Hyperoxia and slow breathing acutely improve autonomic function in type-1 diabetes. However, their effects on arterial function may reveal different mechanisms, perhaps potentially useful. To test the effects of oxygen and slow breathing we measured arterial function (augmentation index, pulse wave velocity), baroreflex sensitivity (BRS) and oxygen saturation (SAT), during spontaneous and slow breathing (6 breaths/min), in normoxia and hyperoxia (5 L/min oxygen) in 91 type-1 diabetic and 40 age-matched control participants. During normoxic spontaneous breathing diabetic subjects had lower BRS and SAT, and worse arterial function. Hyperoxia and slow breathing increased BRS and SAT. Hyperoxia increased blood pressure and worsened arterial function.

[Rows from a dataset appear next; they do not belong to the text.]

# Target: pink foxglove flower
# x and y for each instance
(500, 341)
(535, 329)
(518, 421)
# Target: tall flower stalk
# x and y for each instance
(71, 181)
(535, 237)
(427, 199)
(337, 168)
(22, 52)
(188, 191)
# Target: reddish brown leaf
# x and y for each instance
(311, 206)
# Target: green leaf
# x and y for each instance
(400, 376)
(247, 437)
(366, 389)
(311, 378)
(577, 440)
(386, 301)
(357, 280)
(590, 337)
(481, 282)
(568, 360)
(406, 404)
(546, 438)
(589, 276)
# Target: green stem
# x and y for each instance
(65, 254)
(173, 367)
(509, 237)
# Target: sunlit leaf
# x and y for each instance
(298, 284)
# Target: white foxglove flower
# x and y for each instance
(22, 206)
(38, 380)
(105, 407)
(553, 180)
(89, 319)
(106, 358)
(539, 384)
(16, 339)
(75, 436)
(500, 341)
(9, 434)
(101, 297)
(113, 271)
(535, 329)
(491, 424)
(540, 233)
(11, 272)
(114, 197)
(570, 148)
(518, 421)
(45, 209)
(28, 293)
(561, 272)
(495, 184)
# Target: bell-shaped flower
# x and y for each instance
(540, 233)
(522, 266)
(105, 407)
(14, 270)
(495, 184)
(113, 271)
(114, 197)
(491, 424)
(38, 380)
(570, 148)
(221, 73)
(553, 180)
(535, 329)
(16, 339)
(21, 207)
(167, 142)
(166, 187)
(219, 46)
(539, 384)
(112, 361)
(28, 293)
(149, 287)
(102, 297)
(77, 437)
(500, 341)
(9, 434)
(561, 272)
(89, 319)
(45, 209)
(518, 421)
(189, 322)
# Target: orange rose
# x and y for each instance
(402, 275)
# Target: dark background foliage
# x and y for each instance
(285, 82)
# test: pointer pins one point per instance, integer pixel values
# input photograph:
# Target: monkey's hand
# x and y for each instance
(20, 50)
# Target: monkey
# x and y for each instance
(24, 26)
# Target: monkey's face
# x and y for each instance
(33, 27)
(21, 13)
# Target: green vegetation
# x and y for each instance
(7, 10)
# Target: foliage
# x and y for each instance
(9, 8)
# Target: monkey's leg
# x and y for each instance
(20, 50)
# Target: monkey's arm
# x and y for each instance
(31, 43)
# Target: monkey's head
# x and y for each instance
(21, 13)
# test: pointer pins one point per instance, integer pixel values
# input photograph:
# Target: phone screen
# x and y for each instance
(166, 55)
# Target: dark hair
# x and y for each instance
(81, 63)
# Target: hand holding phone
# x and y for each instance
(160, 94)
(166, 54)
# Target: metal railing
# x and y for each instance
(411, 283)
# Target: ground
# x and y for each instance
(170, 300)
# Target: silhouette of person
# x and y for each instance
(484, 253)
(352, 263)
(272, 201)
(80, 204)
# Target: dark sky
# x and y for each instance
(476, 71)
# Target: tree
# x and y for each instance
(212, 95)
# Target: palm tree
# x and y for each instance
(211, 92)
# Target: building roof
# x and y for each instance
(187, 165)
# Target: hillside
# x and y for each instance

Slow breathing improved arterial function and diastolic blood pressure. Combined administration prevented the hyperoxia-induced arterial pressure and function worsening. Control subjects showed a similar pattern, but with lesser or no statistical significance. Oxygen-driven autonomic improvement could depend on transient arterial stiffening and hypertension (well-known irritative effect of free-radicals on endothelium), inducing reflex increase in BRS. Slow breathing-induced improvement in BRS may result from improved SAT, reduced sympathetic activity and improved vascular function, and/or parasympathetic-driven antioxidant effect. Lower oxidative stress could explain blunted effects in controls. Slow breathing could be a simple beneficial intervention in diabetes.

Journal Reference:

Bernardi L, Gordin D, Bordino M, Rosengård-Bärlund M, Sandelin A, Forsblom C, Per-Henrik Groop PR. Oxygen-induced impairment in arterial function is corrected by slow breathing in patients with type 1 diabetes. Sci Rep. 2017;7:6001. DOI:10.1038/s41598-017-04947-4.